Synthesis and Comparative Catalytic Study of Zirconia–MnCO₃ or –Mn₂O₃ for the Oxidation of Benzylic Alcohols

We report on the synthesis of the zirconia–manganese carbonate ZrO_x(x %)–MnCO₃ catalyst (where x=1–7) that, upon calcination at 500 °C, is converted to zirconia–manganese oxide ZrO_x(x %)–Mn₂O₃. We also present a comparative study of the catalytic performance of the both catalysts for the oxidation of benzylic alcohol to corresponding aldehydes by using molecular oxygen as the oxidizing agent. ZrO_x(x %)–MnCO₃ was prepared through co-precipitation by varying the amounts of Zr(NO₃)₄ (w/w %) in Mn(NO₃)₂. The morphology, composition, and crystallinity of the as-synthesized product and the catalysts prepared upon calcination were studied by using scanning electron microscopy, transmission electron microscopy, energy-dispersive X-ray spectroscopy, and powder X-ray diffraction. The surface areas of the catalysts [133.58 m² g⁻¹ for ZrO_x(1 %)–MnCO₃ and 17.48 m² g⁻¹ for ZrO_x(1 %)–Mn₂O₃] were determined by using the Brunauer–Emmett–Teller method, and the thermal stability was assessed by using thermal gravimetric analysis.

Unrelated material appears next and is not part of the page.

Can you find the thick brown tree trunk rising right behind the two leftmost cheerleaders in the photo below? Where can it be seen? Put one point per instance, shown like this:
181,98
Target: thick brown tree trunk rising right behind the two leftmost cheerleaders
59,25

The catalyst with composition ZrO_x(1 %)–MnCO₃ pre-calcined at 300 °C exhibited excellent specific activity (48.00 mmolg⁻¹ h⁻¹) with complete conversion within approximately 5 min and catalyst cyclability up to six times without any significant loss in activity. The specific activity, turnover number and turnover frequency achieved is the highest so far (to the best of our knowledge) compared to the previously reported catalysts used for the oxidation of benzyl alcohol. The catalyst showed selectivity for aromatic alcohols over aliphatic alcohols.